てるところへ、彼女が全く知らぬ間に、私は姿を現わさなければならない。彼女の夢に私が現われる、その通りのことにならなければならない。そして、私は、夢の中と同様にして、彼女と対面しなければならない。寝言をいう人に向って、その寝言に応対すれば、その人の寿命は縮まるとか。眠ってる人に対して、夢の中と同様にしてその人と現実に対面すれば、相手とこちらとは、果してどうなるだろうか。寿命が縮まるぐらいのことは何でもない。
 ただ、困ることには、彼女は中途で眼を覚すかも知れない。つまり、中途で夢からさめるかも知れない。現実の私は消え去るわけにはゆかない。その時、どうなるか。どんなことが起るか。どうせためしてみるだけのことだ。構うものか。
 私はウイスキーに酔いながら、あれこれと手段を講じた。酔狂に類するこの考えも、実はさほど他愛ないものではなく、私としては痛切な感情の裏付けがあったのだ。私はやはり彼女を愛していた。愛していたからこそ、こんなばかげたことを考え廻したのである。考え廻しながら、私の心には、彼女の顔が、彼女の息が、彼女の肌が、しつこく絡みついていた。私はふっと涙ぐみまでした。彼女を溺愛した日々のこと、だいぶ遠ざかってきたこの頃のこと、夜中のことや朝のこと、さまざまなことが思い出された。彼女の音声まで耳に響いてきた。彼女はしばしば、なぜと反問してきた。なぜ、だか、なで、だか、丁度その中間のやさしい声音だった。
 彼女の新たな旦那がどういう男だか、私は知らない。私の方から聞こうともしなかったし、彼女の方から話そうともしなかった。私としてもさすがに気持ちのよいことではなかったが、嫉妬の念はあまり起らなかった。

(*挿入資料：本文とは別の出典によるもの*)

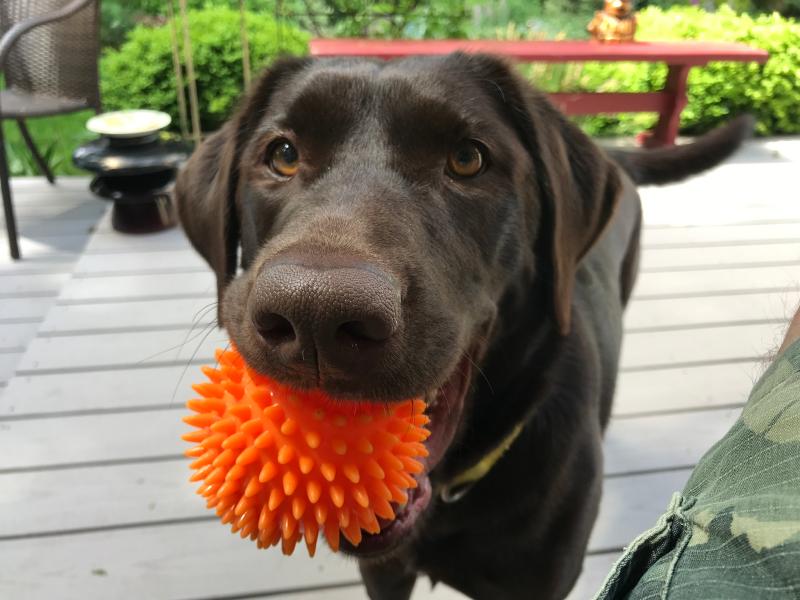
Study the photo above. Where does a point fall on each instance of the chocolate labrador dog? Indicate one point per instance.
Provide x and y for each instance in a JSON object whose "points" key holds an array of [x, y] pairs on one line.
{"points": [[434, 227]]}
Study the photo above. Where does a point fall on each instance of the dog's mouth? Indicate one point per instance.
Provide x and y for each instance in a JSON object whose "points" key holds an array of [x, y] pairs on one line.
{"points": [[445, 408]]}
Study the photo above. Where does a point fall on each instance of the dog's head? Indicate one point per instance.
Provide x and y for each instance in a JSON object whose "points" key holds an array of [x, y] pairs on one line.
{"points": [[381, 213]]}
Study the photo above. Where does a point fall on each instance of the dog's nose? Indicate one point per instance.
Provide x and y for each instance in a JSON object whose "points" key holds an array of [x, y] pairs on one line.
{"points": [[337, 317]]}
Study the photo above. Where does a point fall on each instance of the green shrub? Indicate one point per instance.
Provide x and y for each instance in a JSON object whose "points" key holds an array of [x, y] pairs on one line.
{"points": [[719, 90], [140, 74]]}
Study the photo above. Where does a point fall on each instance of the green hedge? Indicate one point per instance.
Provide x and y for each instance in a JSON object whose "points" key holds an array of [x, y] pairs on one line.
{"points": [[140, 74], [770, 92]]}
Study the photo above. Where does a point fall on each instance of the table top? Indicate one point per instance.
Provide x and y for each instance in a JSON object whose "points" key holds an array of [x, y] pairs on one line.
{"points": [[686, 53]]}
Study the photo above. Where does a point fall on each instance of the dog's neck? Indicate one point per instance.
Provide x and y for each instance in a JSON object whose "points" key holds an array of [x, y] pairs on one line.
{"points": [[501, 404]]}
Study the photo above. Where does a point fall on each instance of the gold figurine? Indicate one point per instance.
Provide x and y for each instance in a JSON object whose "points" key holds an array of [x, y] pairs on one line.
{"points": [[615, 23]]}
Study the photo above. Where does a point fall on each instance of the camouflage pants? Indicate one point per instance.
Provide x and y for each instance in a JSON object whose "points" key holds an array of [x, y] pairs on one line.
{"points": [[734, 532]]}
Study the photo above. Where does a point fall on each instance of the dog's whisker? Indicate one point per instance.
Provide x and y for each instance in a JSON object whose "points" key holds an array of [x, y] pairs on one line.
{"points": [[479, 370], [196, 320], [177, 346], [208, 328]]}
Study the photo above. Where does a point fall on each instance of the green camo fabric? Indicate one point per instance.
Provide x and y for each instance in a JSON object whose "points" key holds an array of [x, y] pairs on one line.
{"points": [[734, 532]]}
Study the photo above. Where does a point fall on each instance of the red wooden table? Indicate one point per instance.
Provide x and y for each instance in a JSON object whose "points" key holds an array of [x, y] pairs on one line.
{"points": [[668, 102]]}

「仕方がないのよ。許してね。でも、これから、あなたにお金の心配をあまりかけないですむわ。二人でぜいたくしましょう。」
 あっさりと、そのようなことを彼女は言った。私は返事をしなかった。その代り、彼女に酒を強いた。
 私は早速、実行にかかった。

 照代の家には、お多賀さんというばあやがいて、家事万端をやっており、その姪にあたる喜久ちゃんという少女もいて、洋裁と和裁との稽古をし、ゆくゆくはその道で立つつもりらしい。
 私は、近くの小料理屋から使いを出し、ひそかにお多賀さんを呼んでもらった。彼女はお湯の道具をかかえてやって来て、酒杯を受けながら、怪訝そうに私を見上げた。